Я вылез из машины и пошел к опрятному крыльцу с узенькими ступенями. Все должно пройти гладко. Хотелось надеяться.
— Ищи другой заказ, — сказал я, сверкнув значком перед лицом таксиста. — Его рейс только что отменили.
Я позвонил в дверь и отскочил в сторону, прижавшись к безукоризненно постриженной изгороди. Рядом с дверью было небольшое окно с витражом, сквозь него я заметил женщину и троих детишек, убиравших со стола. Движения их были отточены до автоматизма.
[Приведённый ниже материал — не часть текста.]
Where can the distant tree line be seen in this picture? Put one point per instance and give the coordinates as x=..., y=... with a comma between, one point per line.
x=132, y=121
Думаю, дорогой папуля не собирался брать их с собой в Коста-Рику.
Окно на мгновение закрыла тень, и я выхватил свой «глок». Входная дверь медленно открылась.
На пороге, еле удерживая в руках увесистый чемодан с вещами и черный дипломат, стоял Пол Мартелли. Он озадаченно проводил глазами лимузин, уезжавший без него в аэропорт. Тогда-то я и вышел из-за кустов.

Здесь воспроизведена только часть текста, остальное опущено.